FAN has also surged in the past three months, adding 22.2% in the time period, while it has soared by over 51% in the trailing one year time frame.
Van Eck Solar Power ETF (KWT)
If solar is more of your play, KWT may be a better choice as it targets the Market Vectors Global Solar Energy Index. This benchmark holds just over 30 stocks in its basket, charging 65 basis points a year in fees, though total costs may be higher thanks to a low volume level.
The fund is a bit concentrated in its top holdings though no single company makes up more than 8% of assets. Country exposure is skewed towards Asia, while there is a definite focus on small and mid cap stocks for this ETF (read Solar ETF Investing 101).
In terms of performance, KWT has had a banner 3 month time frame, gaining just over 24%, while its one year return stands at just over 59.5%.

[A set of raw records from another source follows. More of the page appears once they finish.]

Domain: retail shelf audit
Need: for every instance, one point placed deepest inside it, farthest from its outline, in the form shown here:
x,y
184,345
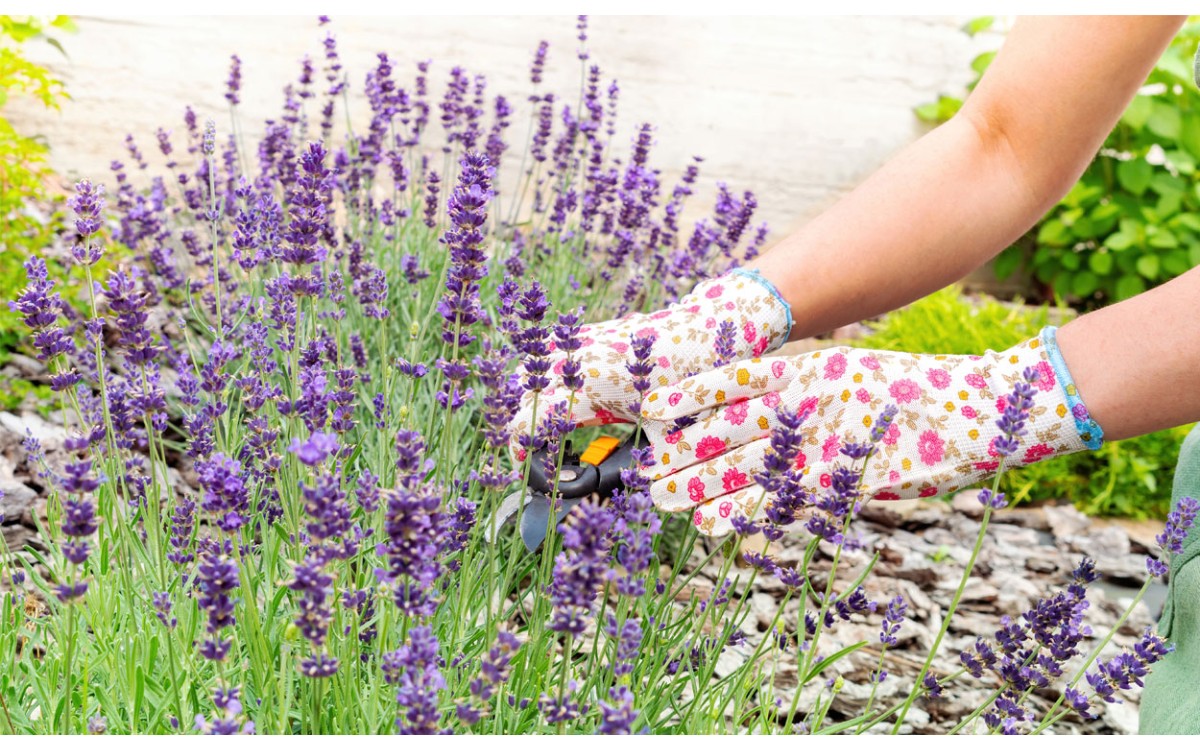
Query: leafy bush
x,y
23,166
1133,220
1127,478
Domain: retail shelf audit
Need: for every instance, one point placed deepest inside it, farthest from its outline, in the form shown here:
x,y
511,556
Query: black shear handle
x,y
579,480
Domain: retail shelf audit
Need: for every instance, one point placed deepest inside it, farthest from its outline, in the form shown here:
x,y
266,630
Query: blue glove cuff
x,y
1090,432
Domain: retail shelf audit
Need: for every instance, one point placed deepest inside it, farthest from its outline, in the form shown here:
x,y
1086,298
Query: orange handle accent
x,y
599,449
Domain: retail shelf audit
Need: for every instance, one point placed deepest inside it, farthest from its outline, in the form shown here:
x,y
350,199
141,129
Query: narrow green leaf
x,y
1164,120
1163,239
1084,283
1138,112
1175,263
1054,233
1007,262
1101,263
1134,175
1147,265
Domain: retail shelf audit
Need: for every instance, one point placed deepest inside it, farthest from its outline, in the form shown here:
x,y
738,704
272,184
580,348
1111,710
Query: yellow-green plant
x,y
24,171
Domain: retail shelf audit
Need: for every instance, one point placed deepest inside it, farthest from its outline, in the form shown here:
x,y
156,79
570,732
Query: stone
x,y
16,499
1066,521
51,436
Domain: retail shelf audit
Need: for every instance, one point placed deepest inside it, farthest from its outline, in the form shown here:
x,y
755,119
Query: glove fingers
x,y
715,517
711,479
739,381
717,432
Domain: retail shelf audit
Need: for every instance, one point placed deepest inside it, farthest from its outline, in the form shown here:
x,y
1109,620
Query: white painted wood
x,y
797,109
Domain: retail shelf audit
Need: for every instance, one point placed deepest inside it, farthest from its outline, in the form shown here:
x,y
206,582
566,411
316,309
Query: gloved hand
x,y
943,437
687,341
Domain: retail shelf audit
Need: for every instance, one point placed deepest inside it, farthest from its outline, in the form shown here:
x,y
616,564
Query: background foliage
x,y
1132,220
1126,478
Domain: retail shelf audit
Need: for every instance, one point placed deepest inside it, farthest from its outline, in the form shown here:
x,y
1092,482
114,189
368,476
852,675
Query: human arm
x,y
967,190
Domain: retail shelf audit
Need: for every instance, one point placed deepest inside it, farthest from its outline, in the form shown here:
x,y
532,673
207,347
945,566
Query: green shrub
x,y
23,160
1128,478
1133,220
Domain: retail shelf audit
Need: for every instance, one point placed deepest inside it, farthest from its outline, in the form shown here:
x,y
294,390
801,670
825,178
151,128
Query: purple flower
x,y
1017,413
316,449
162,606
88,203
581,568
534,341
329,515
465,239
725,346
316,591
493,671
415,532
234,84
539,63
1127,669
629,642
309,216
562,708
419,684
641,369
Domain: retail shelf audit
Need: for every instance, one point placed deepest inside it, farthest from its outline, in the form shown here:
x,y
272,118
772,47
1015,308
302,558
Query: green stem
x,y
949,613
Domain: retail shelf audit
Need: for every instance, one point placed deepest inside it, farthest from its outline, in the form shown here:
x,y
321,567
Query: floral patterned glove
x,y
723,319
947,431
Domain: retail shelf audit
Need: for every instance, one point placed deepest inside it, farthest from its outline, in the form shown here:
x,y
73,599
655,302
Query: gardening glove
x,y
1170,703
943,436
723,319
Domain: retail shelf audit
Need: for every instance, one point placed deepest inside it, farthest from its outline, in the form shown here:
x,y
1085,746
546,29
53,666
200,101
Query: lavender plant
x,y
270,511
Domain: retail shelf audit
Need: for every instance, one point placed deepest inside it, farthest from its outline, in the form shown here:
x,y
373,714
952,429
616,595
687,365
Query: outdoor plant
x,y
1132,220
1120,479
288,432
23,167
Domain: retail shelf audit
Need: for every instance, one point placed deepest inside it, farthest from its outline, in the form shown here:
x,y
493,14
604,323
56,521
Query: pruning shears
x,y
595,473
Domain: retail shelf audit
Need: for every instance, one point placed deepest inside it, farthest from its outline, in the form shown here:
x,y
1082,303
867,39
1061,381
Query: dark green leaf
x,y
1101,263
1188,220
1180,159
928,113
977,25
1164,120
1129,286
1138,112
1175,263
1147,265
1084,283
1163,239
1007,262
821,665
1054,234
1134,175
982,61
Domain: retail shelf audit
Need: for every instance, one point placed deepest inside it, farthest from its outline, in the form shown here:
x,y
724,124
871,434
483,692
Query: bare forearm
x,y
1137,364
964,192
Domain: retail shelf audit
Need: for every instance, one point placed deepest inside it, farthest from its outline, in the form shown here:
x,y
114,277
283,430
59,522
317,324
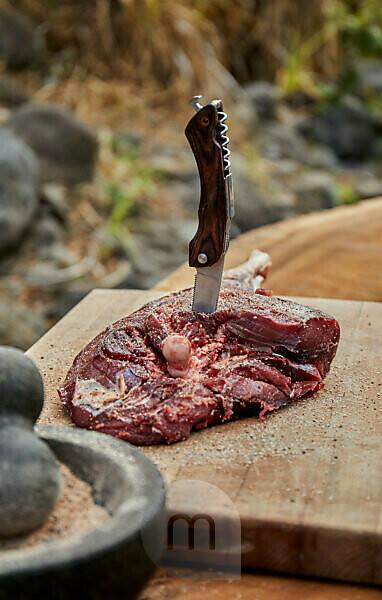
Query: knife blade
x,y
206,133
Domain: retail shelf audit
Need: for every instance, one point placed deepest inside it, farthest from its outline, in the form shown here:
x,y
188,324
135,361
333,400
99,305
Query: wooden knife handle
x,y
210,237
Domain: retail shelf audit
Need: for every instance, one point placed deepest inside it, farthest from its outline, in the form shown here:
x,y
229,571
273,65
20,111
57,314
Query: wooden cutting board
x,y
306,483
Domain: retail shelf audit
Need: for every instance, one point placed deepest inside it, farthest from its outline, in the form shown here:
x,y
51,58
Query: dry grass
x,y
181,43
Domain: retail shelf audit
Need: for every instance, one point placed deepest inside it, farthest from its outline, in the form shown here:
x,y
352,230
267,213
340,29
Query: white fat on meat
x,y
177,351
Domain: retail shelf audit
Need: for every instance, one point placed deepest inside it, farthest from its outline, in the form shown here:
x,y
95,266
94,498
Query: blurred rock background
x,y
98,187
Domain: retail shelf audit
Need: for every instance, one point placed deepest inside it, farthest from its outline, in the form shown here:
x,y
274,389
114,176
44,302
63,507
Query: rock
x,y
315,191
17,39
364,183
253,207
264,96
66,148
19,178
48,277
53,197
20,325
11,94
279,142
28,468
160,247
346,129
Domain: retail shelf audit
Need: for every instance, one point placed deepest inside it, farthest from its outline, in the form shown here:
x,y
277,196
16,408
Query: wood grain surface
x,y
182,584
306,482
331,254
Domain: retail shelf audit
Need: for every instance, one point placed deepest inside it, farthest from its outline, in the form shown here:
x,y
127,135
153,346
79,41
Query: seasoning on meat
x,y
164,371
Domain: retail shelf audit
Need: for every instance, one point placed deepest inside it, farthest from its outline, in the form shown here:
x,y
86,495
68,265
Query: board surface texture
x,y
306,483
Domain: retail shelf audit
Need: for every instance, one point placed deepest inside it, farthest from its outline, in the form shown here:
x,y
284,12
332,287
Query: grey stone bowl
x,y
115,559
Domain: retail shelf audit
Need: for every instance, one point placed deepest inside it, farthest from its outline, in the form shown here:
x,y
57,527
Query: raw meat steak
x,y
157,374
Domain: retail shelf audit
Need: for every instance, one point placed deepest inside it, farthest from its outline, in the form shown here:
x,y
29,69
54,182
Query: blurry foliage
x,y
355,28
345,194
359,24
187,42
127,182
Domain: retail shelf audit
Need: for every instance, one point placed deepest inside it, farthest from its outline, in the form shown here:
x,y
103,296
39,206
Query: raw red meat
x,y
157,374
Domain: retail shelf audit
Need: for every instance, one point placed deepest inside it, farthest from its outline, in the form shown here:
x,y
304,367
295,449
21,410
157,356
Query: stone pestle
x,y
29,474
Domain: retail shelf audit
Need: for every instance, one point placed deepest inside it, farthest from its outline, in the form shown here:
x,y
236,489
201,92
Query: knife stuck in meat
x,y
207,135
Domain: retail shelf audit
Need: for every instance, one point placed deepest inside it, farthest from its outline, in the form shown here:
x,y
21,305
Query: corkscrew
x,y
207,135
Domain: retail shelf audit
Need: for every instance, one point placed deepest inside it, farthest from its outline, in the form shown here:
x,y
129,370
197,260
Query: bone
x,y
251,274
177,351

Guggenheim Solar ETF (TAN)
TAN is easily the most popular targeted alternative energy ETF, as it has more than $200 million in assets and average daily volume exceeding 220,000 shares. The fund follows the MAC Global Solar Energy Index—with roughly 30 stocks in the basket—focusing on companies that produce solar power equipment and products.
The fund does a great job of spreading out assets, as no single company makes up more than 6% of assets. Country holdings leave 28% in the U.S., while ‘greater China’ (China + Hong Kong in this case) accounts for 40% of the assets. Once again, there is a small cap focus on this ETF, with micro caps arguably taking up over half of the portfolio.
TAN has been a true star performer, outclassing the rest of the products on the list lately. It has seen a 33% gain in the past three months, while its one year return stands at 88.8%.
It has been a great year for clean energy ETFs so far, as a number of factors have combined to produce bullish conditions for the space. And with firm oil prices and technological advances, there is reason to believe that this trend may continue into the future (see 3 ETFs to Buy for Obama’s Climate Change Plan).
It is important to remember though, that we have been here before in the clean energy space. For years, if not decades, investors thought that the time for investing in alternative fuel sources was just around the corner. Each time, however, big gains were followed by even bigger losses, dulling the appeal of the space for a time.
It remains to be seen if this latest burst is just another continuation of the clean energy trend, or if the space is finally starting to break out. Recent moves in the sector have been encouraging though, and if these trends can continue, then there are clearly more gains that can be had for risk-tolerant investors looking for a new play in the space.